У них же ж тоже привес важный.
Сигизмундус от этакого неожиданного вопроса слегка оторопел.
Сглотнул.
И всерьез задумался над глобальною научной проблемой: имеет ли жирность упыря значение для науки, а если имеет, то какое.
— В прошлом‑то, помнится, споймали одного, так тощий, смердючий, глянуть не на что, — Нюся приспустила маменький цветастый платок, который накинула на плечи деля красоты.
Платок был даден для знакомства с будущим женихом, а следовательно использовался по прямому назначению. Ярко — красный, в черные и желтые георгины, он был страсть до чего хорош, и Нюся в нем ощущала себя ни много, ни мало — королевною.
— Всем селом палили… ох и верещал‑то…
— Дикость какая, — пробормотал Сигизмундус, во глубине души считавший себя гуманистом.
Палить… живое разумное существо… хотя, конечно, существовали разные мнения насчет того, следует ли считать упырей разумными. Находились и те, кто полагал, будто бы все так называемые проявления интеллектуальной деятельности, которые упырям приписывают, есть всего лишь остаточные свойства разума…
Себастьян мысленно застонал.
Какие упыри, когда вот — вот оженят? И сие напоминание несколько охладило Сигизмундусов пыл.
— Так а шо? — Нюся подобралась настолько близко, что протянула руку и пощупала край Сигизмундусового пиджачка. — У нас народ‑то простой… вот ежели б вы были, то вы б упыря научили…
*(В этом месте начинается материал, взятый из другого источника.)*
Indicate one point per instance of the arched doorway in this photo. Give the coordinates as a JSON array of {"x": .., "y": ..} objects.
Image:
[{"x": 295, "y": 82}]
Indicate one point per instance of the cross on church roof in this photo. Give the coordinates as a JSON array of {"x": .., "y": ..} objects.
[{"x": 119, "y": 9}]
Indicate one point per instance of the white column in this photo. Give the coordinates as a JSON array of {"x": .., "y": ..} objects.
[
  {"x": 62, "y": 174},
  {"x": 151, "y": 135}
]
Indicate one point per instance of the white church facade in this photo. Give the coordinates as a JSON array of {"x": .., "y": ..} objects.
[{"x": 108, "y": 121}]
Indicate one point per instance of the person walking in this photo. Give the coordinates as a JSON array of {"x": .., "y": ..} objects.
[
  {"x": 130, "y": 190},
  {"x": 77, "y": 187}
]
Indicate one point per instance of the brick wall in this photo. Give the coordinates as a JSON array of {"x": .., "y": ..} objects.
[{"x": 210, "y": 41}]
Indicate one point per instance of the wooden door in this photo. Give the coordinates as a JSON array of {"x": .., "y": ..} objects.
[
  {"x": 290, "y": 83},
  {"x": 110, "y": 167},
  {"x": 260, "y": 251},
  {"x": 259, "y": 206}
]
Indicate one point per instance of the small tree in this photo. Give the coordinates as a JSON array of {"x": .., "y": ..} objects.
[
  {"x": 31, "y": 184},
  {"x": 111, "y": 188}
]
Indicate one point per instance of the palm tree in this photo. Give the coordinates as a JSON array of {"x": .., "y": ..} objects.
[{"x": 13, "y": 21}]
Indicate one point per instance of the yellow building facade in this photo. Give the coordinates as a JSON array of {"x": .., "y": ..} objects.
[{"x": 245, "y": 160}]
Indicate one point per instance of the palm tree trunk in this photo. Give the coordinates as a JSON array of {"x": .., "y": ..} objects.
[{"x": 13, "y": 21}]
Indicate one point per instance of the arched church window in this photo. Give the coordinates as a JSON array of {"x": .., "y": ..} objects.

Она задумалась, пытаясь представить, чему эту косматую нелюдь, которая то выла, то скулила по — собачьи, да только от того скулежа цепные кобели на брюхо падали да заходилися в тряске, научить можно.
— …дом стеречь, — завершила Нюся.
И представила, как бы хорошо было, ежели б на цепи и вправду не Лохмач сидел, который старый ужо, глухой и лает попусту, но взаправдашний упырь…
— Или еще чему… а пиджачок вы где брали?
— На рынке, — Себастьян сумел заставить Сигизмундуса сделать шажок к свободе, сиречь, к проходу.
— В Брекелеве? — поинтересовалась Нюся, назвавши самое дальнее место, из ей ведомых.
В Брекелев тятька за поросями аглицкими ездил.
На подводе.
Оттудова петушков сахарных привез красного колеру и рукавицы из тонкое шерсти.
— В Познаньске…
Нюся подалась вперед, тесня Сигизмундуса к стеночке, чуяло сердце девичье трепетное, что уходит кавалер.
— В Познаньску… — она вздохнуло тяжко, как корова при отеле. — Вот значит, чего в столицах носют…
— И — извините, — Сигизмундус изо всех сил старался не глядеть ни на лицо девицы, ни на выдающуюся ее грудь, которая прижимала его к стене поезда. — Мне… мне надобно… выйти надобно… по естественной нужде…
Сигизмундус разом покраснел, потому как воспитанный человек в жизни не скажет даме о подобном, но иной сколь бы то ни было веский предлог в голову не шел.
Впрочем, дама не обиделась.
— До ветру что ль? — с пониманием произнесла она.
И отступила.
Проводив будущего супруга — а в этом Нюся почти не сомневалась — взглядом, она обратила внимание уже на вещи, каковые полагала почти своими. Конечно, путешествовал дорогой ее Сигизмундус — имечко Нюся у свахи вытянула, хотя та и норовила замолчать, да только зазря что ль Нюся характером в мамку пошла? — так вот, путешествовал Сигизмундус не один, но со сродственницей, каковая Нюсе не по нраву пришлась. Сразу видно — гонорливая без меры. И что толку от этакого гонору, ежели до сей поры в девках ходит?